En esa secuencia de presentación de Lorraine, el exhibicionismo físico de la
actriz Charlize Theron está indisolublemente ligado al hecho de estar
presenciando las desastrosas secuelas que tiene en su cuerpo su arriesgadísima
manera de ganarse la vida. Cierto: la protagonista es una aparentemente
invencible agente, una “supermujer”; también cierto: Lorraine es, asimismo
(aunque no lo parezca a simple vista), un ser humano al que se puede golpear,
herir e incluso matar. Puede decirse que Atómica
vendría a ser un relato marcado por el cada vez mayor dolor y deterioro físicos
que Lorraine va sufriendo a medida que aumenta la peligrosidad de su misión.

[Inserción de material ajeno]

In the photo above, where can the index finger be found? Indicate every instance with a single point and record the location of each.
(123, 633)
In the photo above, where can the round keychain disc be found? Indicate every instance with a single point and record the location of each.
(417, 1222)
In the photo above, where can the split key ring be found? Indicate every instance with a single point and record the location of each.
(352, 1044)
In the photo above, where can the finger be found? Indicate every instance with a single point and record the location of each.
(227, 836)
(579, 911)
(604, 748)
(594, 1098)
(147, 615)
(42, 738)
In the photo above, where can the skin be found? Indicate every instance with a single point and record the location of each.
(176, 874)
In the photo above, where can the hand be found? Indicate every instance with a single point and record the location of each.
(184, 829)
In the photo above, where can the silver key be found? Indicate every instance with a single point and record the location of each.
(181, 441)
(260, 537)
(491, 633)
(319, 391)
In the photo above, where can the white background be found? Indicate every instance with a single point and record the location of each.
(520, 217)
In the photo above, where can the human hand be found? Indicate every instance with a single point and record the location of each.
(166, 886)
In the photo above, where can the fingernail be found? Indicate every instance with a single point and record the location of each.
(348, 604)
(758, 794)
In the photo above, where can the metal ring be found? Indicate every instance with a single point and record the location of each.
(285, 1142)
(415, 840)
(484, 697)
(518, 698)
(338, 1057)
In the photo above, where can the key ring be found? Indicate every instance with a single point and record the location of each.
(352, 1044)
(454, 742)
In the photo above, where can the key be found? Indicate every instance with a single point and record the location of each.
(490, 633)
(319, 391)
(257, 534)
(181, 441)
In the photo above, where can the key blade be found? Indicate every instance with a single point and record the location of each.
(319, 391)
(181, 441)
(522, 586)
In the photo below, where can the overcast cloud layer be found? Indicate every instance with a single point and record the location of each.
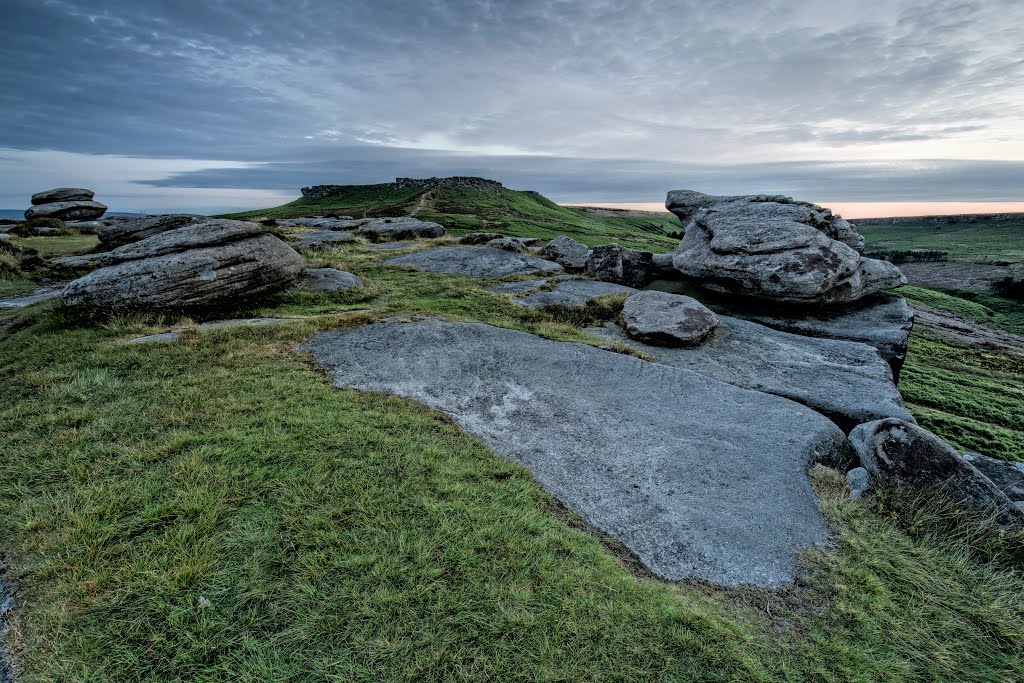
(581, 99)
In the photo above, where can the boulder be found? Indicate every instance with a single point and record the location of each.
(475, 262)
(62, 195)
(620, 440)
(195, 267)
(613, 263)
(568, 253)
(775, 248)
(898, 455)
(521, 245)
(321, 240)
(403, 227)
(478, 238)
(82, 210)
(667, 319)
(328, 280)
(125, 229)
(572, 293)
(845, 381)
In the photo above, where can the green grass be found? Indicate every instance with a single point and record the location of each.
(970, 397)
(987, 241)
(989, 309)
(336, 535)
(511, 212)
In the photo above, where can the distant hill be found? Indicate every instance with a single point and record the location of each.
(468, 205)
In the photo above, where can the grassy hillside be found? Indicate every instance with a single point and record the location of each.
(212, 509)
(513, 212)
(979, 241)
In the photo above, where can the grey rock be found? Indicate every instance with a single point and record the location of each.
(845, 381)
(402, 227)
(1009, 476)
(898, 455)
(775, 248)
(67, 211)
(620, 440)
(327, 280)
(322, 240)
(188, 268)
(572, 293)
(517, 287)
(393, 246)
(858, 481)
(521, 245)
(667, 319)
(613, 263)
(475, 262)
(568, 253)
(62, 195)
(126, 229)
(41, 294)
(478, 238)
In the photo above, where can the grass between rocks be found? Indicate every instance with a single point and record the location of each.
(212, 509)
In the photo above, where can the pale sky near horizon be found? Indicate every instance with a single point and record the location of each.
(228, 103)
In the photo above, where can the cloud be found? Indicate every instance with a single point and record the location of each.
(617, 87)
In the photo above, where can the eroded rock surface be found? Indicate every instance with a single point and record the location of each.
(475, 262)
(620, 440)
(848, 382)
(775, 248)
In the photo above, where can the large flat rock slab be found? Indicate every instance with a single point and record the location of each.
(484, 262)
(697, 477)
(846, 381)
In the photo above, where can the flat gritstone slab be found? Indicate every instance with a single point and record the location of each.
(697, 477)
(475, 262)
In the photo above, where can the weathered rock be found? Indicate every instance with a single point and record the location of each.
(402, 227)
(613, 263)
(898, 455)
(775, 248)
(1008, 476)
(883, 321)
(667, 319)
(845, 381)
(82, 210)
(858, 481)
(321, 240)
(126, 229)
(328, 280)
(675, 479)
(62, 195)
(478, 238)
(197, 266)
(521, 245)
(475, 262)
(572, 293)
(566, 252)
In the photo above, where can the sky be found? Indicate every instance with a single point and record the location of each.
(181, 104)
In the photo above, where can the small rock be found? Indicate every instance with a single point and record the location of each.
(898, 455)
(327, 280)
(858, 482)
(613, 263)
(568, 253)
(668, 319)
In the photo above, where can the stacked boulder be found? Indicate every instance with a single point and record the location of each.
(200, 265)
(65, 204)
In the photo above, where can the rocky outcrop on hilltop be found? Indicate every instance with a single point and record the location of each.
(198, 266)
(65, 204)
(773, 247)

Las secuencias de acción responden, como digo, a una progresión que va in crescendo. La primera pelea de Lorraine contra unos falsos agentes secretos británicos, en realidad soviéticos, que acuden a recogerla al aeropuerto, se produce en el interior de un coche: la protagonista usa el afilado tacón de uno de sus zapatos para herir al hombre que tiene sentado a su lado. El momento en que Lorraine registra un apartamento, y es sorprendida por la policía, de los cuales se deshace a golpes, está excelentemente planificado en función de la espectacular coreografía de los combates cuerpo a cuerpo y el estupendo uso del espacio fílmico que Leitch sabe captar tan bien con su cámara. Hay otra secuencia de acción dentro de un cine donde se proyecta… Stalker (ídem, 1979), lo cual da pie a una brillante paradoja metafílmica: la “película de acción” que es Atómica se enmarca momentáneamente dentro de una sala donde se proyecta la “película de autor” de Tarkovski. Pero el momento de mayor virtuosismo es, sin duda, alguna, ese extraordinario fragmento resuelto sobre la base de un plano-secuencia de casi diez minutos de duración, en el cual presenciamos la pelea de Lorraine contra los sicarios que intentan asesinar a Spyglass y que culmina en una persecución automovilística, con la cámara siempre acompañando a Lorraine y Spyglass en su odisea. Además de ser un fragmento de cine de primer orden (una lección para el inepto Paul Greengrass de la aburrida franquicia Jason Bourne), expresa muy bien cómo el carácter de “supermujer” de la protagonista se viene abajo por culpa de la brutalidad de sus oponentes: Lorraine acaba cubierta de sangre, de golpes, desencajada, exhausta… Es entonces, y solo entonces, cuando esa “supermujer” que tanto ha admirado el público acaba dejando paso a un ser humano que tan solo lucha por sobrevivir. Por otro lado, el tratamiento dirty de las escenas de violencia en este plano-secuencia convierte la convencional “película de acción” dentro del cual se enmarca en una inesperada reflexión sobre los mecanismos narrativos del actioner, obligando al espectador a mirar de frente, sin tapujos, una violencia cuya espectacularidad no descuida los aspectos más crudos y desagradables de aquélla. Una interesante película, por más que su planteamiento pueda parecer, a simple vista, execrable.